Wenn man und alles, woran man glaubt, opfert und sei es auch noch so sehr für ein vermeintlich »größeres Wohl«, ist am Ende doch nichts mehr da, dem das Wohl dann noch nützen würde, hätte das Böse alles vermeintliche Wohl von doch verbrannt und zu seinesgleichen gewandelt. Asche, kalt – tot! War das der Wind, der ihm diese Gedanken einflüsterte, die für ein Kind doch weit zu… “Sturm!” wisperte Corynn mit einer Entschlossenheit und einem Zorn, wie er ihn selten zuvor erlebt hatte. “Sturm!” wisperte erneut und wies den Geistern des Windes einen großen Kreis um alle Kämpfenden am Boden unter ihm! Es war kein Befehl, denn die Kinder des Windes bezwangen die Elemente nicht, wie dieses von den Hexen praktiziert wurden. Nein, die Windgeister waren ihnen Freunde und Freunde bezwang man nicht, man bat hier und gab dort. Und doch schien ihm, das die Windgeister, waren es doch mehr als nur der eine, der ihn hierher geführt hatte, nur auf diese Worte gewartet hatten, brauste es doch mit einem Mal um ihn her laut auf. Zuerst hatte er überlegt mit einem Signalpfiff und einem, von den Windgeistern verursachten, leisem Rascheln in allen Sträuchern der Umgebung einen Hinterhalt anzudeuten, die Neuankömmlinge zu einem Rückzug zu bewegen. Doch das war gewesen, als die beiden Seiten noch verhandelt hatten und er noch für richtig gehalten hatte, sich am Besten nicht weiter einzumischen.

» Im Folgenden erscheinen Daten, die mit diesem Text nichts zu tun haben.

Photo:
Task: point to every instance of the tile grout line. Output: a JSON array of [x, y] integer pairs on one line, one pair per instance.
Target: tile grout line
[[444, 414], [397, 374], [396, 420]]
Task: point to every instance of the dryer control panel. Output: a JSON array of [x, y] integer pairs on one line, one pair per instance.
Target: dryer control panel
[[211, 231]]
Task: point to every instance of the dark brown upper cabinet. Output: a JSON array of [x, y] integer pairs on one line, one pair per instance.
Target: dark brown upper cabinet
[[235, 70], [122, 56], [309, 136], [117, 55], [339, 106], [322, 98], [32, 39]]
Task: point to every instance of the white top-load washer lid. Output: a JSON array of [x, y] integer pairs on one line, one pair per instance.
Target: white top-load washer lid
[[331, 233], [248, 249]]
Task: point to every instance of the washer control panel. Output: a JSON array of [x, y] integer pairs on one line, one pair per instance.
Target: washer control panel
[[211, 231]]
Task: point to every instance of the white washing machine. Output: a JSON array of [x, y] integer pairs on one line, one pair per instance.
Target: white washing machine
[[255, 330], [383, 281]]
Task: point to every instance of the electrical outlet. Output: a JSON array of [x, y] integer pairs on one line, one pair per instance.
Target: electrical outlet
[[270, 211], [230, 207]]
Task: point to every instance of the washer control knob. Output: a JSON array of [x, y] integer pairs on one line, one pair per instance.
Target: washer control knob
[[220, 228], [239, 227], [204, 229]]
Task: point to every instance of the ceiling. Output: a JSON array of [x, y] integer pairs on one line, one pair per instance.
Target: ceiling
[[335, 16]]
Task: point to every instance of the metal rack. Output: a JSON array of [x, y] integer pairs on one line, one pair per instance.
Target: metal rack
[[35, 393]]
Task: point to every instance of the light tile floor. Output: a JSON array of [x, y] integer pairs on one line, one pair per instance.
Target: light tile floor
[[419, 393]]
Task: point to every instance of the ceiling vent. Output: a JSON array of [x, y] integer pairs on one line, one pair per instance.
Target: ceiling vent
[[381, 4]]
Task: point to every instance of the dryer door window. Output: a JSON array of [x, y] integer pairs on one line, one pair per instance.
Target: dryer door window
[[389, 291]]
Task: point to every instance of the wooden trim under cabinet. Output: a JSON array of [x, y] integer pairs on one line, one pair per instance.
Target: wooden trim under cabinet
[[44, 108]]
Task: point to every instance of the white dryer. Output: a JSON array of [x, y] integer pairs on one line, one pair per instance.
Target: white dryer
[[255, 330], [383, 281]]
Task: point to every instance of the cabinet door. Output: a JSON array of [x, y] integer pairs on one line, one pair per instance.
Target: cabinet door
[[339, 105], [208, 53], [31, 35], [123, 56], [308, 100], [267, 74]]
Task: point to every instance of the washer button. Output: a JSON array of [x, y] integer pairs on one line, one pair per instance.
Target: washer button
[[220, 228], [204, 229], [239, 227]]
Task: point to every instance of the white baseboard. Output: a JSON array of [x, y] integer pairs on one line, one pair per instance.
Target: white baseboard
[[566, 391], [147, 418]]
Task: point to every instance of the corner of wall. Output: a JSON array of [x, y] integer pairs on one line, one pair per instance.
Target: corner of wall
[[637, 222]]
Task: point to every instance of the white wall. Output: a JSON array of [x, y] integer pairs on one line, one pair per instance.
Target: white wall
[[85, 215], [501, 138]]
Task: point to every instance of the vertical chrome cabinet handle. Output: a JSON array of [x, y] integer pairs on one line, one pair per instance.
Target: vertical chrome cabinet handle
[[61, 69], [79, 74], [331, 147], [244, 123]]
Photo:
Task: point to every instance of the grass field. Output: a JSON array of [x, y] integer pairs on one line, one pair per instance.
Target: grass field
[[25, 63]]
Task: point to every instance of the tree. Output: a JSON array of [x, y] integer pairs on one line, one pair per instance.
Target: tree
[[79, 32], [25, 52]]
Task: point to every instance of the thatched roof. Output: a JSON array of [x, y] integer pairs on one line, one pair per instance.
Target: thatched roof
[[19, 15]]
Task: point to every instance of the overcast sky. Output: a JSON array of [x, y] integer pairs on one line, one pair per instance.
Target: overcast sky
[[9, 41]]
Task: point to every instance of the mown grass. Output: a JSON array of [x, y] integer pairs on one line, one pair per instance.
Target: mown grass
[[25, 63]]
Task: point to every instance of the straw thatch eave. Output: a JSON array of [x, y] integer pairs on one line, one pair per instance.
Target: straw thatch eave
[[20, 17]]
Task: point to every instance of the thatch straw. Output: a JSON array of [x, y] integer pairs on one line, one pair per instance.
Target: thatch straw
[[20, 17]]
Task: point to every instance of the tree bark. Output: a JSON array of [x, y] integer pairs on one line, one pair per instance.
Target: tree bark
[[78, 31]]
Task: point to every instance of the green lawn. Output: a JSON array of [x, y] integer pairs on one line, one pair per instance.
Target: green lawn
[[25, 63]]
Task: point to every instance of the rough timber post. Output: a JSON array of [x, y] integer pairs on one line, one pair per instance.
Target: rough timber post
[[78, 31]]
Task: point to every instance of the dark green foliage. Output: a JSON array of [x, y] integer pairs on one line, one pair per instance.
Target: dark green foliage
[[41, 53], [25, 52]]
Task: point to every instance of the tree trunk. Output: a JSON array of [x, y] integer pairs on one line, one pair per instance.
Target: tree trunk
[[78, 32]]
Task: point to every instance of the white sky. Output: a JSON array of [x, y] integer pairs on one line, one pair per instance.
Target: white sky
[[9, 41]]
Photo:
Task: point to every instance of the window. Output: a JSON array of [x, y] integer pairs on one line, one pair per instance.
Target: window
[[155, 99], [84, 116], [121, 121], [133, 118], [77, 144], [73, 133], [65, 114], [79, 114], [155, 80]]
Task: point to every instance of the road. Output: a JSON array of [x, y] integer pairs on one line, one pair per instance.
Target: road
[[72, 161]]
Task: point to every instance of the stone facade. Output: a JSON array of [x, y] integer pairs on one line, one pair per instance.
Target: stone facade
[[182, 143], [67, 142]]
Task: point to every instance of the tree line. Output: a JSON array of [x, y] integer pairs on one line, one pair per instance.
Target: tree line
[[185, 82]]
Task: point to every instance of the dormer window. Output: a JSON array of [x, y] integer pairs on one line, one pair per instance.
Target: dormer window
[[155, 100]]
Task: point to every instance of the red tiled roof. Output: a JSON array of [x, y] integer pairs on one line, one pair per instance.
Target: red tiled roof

Doch als er das Schlachten – ein anderes Wort für das Gemetzel unter sich wollte dem Jungen partout nicht einfallen. “Lasst sie glauben, Seraphias Zorn selbst stelle sich schützend vor die Auserwählten!” zischte er den Geistern zu. “Erhebt euch! Vertreibt den Rauch!”, denn seltsamerweise schienen die zu Rauch sich wandelnden Schattenwandler gegen das Paar, derweil l alle anderen Schattenwandler (manche davon, die aussahen, als wenn sie zum Frühstück kleine Kinder fräßen)… eine andere Form von Dunkelheit offensichtlich doch verkörperten. “Bitte beschützt die Beiden, helft ihnen!”, flehte Corynn die Windgeister an, derweil Pelors Stimme ihm so deutlich im Geiste erklang, als stünde der alte Mann direkt hinter ihm. Der Fluch darf darum niemals verlöschen! War es wirklich das richtige, was er da gerade anstieß? Und doch: Den unverschuldeten Tod zweier fühlender Wesen tatenlos mitanzusehen? “Bitte Brüder, Schwestern, alle die ihr helfen mögt: Helft, bitte helft!”